We old ladies wrote the manual on wing building. After years of experience, study and observation, we have a passel of feathers of assorted sizes, shapes and colors and can crochet, macramé, weave, hot glue them together at breathtaking speed . I’m not going to be so bold as to state that we have learned every lesson, but when I compare what I knew at 7, at 17, at 27- you get it- I’m downright impressed at what I have in my own bag of tricks!

In my youth, I believed that you had to know how to do something before attempting to do it. My life was not particularly challenging. I had no great passions. There was no great imperative to expand my limited horizons. It’s not that I wasn’t learning and growing. It was just being done at a casual pace, lacking sufficient conviction, courage and confidence to really jump off that cliff.


My life totally changed when I jumped off my first cliff to purchase a house. Always in love with all things old, I wanted a vintage house.  I scoured the neighborhoods of East L.A., Pasadena and Glendale seeing house after house that had been stripped of its original features and charm in feeble attempts to “modernize.” Every day I came home with a heavy heart and a tummy ache, mourning the destruction of what I learned later were termed, “character defining features.”

I attended home tours in historic neighborhoods always featuring houses that had been lovingly restored, and was thrilled that people were being educated in the beauty of preservation and feeling like I wanted to be a part of this education.

I finally found a house that had not been totally abominated, a 1910 Craftsman. After having looked at 100 houses, it was an instant resonance. It also required that leap. Though we had been in the wood flooring business for many years, neither my husband nor I knew anything about the workings, or not-workings of any other parts of a house. Especially one that was 90 years old, with many original features, but possessed a horrid kitchen, complete with a vinyl  pop-out window from the 80’s. Kitchens are notoriously expensive renovations and I was petrified! I was very close to backing out of the contract when I by chance, spied an Old House Journal in a book store. Right there on the cover was a picture of a lovely young woman at the stove in her old kitchen. The cover read, Bungalow-era KITCHENS on a budget.  There was my wished for feather. I didn’t know that it would turn out to be a truly magic one.

After closing, we painted, refinished the wood trim and floors and moved in. It was so full of fumes that I slept by a wide open window with a fan blowing. It was a chilly L.A. December, so I wore 2 layers of sweats, gloves and a hat to bed and pointed my nose at the window.

I had seen signs from a local Realtor around the neighborhood and one day ran into her at the local Trader Joe’s. I introduced myself and mentioned to her that our neighborhood should have home tours and she surprised me with an invitation to join the committee that was forming to produce such an event. I of course attended and began my metamorphosis into a neighborhood activist/historic preservation advocate. .

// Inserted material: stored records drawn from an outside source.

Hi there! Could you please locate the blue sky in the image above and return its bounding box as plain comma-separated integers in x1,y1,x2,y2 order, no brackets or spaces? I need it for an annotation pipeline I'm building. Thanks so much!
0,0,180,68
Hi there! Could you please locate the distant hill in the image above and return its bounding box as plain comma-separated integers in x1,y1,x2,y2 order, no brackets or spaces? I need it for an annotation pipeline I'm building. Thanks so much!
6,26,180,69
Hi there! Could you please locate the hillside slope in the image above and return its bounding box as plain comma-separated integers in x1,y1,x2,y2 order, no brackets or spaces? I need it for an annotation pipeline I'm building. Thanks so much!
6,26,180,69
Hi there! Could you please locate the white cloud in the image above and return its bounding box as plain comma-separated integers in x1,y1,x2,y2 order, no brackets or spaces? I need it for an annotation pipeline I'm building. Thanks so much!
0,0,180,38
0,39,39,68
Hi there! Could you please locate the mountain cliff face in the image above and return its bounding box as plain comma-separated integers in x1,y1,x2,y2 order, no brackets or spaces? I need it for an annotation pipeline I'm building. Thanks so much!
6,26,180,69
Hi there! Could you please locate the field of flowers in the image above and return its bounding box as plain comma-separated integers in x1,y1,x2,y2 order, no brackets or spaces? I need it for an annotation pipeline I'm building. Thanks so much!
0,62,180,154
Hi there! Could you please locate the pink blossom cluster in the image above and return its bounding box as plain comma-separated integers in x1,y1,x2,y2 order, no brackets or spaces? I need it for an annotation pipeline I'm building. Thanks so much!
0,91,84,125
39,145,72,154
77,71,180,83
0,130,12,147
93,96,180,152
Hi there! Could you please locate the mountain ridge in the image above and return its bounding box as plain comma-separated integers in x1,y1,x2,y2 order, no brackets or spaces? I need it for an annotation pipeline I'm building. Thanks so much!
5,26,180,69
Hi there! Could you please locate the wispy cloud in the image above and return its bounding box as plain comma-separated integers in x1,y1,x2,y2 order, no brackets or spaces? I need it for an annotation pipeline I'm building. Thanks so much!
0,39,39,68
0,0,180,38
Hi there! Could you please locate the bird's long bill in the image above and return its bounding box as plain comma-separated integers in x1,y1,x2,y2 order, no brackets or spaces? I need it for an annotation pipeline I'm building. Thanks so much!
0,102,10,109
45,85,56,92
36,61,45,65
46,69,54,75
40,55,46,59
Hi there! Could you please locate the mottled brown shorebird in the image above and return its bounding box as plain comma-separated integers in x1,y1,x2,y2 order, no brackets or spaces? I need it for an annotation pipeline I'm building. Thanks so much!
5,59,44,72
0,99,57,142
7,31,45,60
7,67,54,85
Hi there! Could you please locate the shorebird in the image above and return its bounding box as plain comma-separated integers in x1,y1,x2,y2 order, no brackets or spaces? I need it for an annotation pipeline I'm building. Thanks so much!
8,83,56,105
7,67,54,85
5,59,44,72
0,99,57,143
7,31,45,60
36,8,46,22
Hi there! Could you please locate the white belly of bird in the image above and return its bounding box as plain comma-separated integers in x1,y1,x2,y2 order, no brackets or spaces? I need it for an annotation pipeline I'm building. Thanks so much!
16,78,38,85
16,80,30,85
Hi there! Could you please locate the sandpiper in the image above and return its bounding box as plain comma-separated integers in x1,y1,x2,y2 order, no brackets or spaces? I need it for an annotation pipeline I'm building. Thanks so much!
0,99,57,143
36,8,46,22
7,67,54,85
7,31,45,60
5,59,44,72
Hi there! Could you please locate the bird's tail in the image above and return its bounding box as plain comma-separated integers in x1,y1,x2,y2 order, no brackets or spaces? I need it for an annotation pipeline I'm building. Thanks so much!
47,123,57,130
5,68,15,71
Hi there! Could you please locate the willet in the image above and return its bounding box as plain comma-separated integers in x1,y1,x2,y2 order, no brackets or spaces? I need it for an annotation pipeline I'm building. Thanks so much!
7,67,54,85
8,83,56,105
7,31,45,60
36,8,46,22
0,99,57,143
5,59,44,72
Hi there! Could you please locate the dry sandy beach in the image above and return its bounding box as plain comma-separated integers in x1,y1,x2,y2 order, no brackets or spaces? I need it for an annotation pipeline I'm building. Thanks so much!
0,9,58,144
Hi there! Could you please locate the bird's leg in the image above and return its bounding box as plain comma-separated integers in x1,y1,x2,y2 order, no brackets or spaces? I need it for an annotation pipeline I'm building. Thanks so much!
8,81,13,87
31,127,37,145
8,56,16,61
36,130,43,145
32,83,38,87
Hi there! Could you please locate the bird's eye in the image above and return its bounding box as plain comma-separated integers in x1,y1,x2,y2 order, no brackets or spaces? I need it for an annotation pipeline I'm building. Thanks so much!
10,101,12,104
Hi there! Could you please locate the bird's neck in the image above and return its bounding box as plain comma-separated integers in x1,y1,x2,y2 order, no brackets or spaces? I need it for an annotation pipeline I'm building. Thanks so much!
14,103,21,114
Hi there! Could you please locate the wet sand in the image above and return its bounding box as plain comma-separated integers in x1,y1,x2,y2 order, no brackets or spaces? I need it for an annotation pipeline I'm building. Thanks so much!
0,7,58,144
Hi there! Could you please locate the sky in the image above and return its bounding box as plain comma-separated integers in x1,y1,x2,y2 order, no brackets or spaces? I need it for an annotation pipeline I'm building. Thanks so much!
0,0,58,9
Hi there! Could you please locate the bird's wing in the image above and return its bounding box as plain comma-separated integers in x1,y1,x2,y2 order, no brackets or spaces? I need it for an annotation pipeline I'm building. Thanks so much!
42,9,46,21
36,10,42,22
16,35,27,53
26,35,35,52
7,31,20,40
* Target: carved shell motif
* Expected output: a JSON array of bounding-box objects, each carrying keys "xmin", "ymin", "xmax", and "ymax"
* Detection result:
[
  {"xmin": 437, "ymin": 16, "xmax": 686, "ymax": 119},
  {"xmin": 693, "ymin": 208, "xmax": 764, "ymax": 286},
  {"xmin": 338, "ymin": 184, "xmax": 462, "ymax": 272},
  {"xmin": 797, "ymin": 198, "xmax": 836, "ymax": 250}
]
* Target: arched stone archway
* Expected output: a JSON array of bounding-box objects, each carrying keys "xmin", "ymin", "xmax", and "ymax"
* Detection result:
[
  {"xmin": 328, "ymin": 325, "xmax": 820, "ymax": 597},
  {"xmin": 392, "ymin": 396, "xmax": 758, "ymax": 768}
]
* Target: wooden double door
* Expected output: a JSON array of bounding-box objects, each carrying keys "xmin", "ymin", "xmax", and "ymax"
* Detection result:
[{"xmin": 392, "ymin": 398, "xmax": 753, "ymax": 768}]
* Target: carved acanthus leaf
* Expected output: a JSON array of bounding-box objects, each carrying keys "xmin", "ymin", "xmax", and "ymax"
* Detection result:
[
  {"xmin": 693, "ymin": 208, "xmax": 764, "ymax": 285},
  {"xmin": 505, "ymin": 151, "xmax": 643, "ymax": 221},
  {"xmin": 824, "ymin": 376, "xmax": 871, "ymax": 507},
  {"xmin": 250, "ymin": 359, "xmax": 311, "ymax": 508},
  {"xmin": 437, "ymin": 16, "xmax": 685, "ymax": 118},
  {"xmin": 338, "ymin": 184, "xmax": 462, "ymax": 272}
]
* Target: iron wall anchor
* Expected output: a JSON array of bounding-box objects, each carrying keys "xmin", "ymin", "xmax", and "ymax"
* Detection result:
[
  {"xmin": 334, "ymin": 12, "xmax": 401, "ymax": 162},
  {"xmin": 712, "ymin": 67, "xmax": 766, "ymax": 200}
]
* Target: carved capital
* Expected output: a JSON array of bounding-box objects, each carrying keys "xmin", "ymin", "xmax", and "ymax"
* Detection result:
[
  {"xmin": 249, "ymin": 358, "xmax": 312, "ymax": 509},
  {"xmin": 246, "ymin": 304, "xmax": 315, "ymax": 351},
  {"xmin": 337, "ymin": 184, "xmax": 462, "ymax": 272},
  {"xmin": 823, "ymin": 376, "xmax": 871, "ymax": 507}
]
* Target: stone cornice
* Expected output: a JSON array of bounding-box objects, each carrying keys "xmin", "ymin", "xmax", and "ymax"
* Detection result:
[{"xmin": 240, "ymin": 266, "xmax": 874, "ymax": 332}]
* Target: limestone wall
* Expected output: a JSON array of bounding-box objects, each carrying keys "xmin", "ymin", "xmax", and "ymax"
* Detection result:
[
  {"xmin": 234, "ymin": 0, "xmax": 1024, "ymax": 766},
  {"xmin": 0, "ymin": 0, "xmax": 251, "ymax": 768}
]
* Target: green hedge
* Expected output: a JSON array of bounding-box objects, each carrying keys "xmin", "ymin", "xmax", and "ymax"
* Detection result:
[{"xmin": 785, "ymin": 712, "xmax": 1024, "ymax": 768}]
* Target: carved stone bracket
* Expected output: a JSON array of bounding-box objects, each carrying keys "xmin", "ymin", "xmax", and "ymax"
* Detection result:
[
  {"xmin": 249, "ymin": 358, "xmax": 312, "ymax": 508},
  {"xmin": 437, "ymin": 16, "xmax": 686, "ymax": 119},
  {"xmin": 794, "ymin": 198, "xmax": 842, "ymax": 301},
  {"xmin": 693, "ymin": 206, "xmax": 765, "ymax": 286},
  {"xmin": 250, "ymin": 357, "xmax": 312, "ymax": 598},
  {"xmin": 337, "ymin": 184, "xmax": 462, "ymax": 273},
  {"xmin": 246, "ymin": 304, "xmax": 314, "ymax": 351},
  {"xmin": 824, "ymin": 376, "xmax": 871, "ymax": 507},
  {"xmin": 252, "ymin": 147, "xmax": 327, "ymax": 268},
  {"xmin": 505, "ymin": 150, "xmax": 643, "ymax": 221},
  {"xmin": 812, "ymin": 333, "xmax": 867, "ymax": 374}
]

The committee as a whole was diving off that cliff. We had no experience with creating a tour. We just made it up as we went along. Each one of us had gathered some valuable life experience, so we contributed feathers and hoped for the best. Month after month we met in one another’s homes, reporting tasks that had been completed and inventing what to do next. We sold tickets through local businesses and during the weekends the last month, our local Trader Joe’s, ever the generous community booster, permitted us to set up a ticket selling table outside their door.

Our neighbor, to the east, Pasadena, hosted a tour every year that attracted several thousand people. This tour was perfectly run, featured exceptional historic homes and, every house had exhibits outside so that you had something of interest to do when you were waiting in the long line. While it was a wonderful model to emulate, it set the bar frighteningly high!  Advance ticket sales moped along and we were very unsure of what tour day would bring.


After an almost sleepless night, the day of dawned. The weather was sparkling. The sky was perfectly blue, the sun warm and the bit of cool breeze. We started setting up around 3 hours in ahead and we were a highly apprehensive group of little beavers.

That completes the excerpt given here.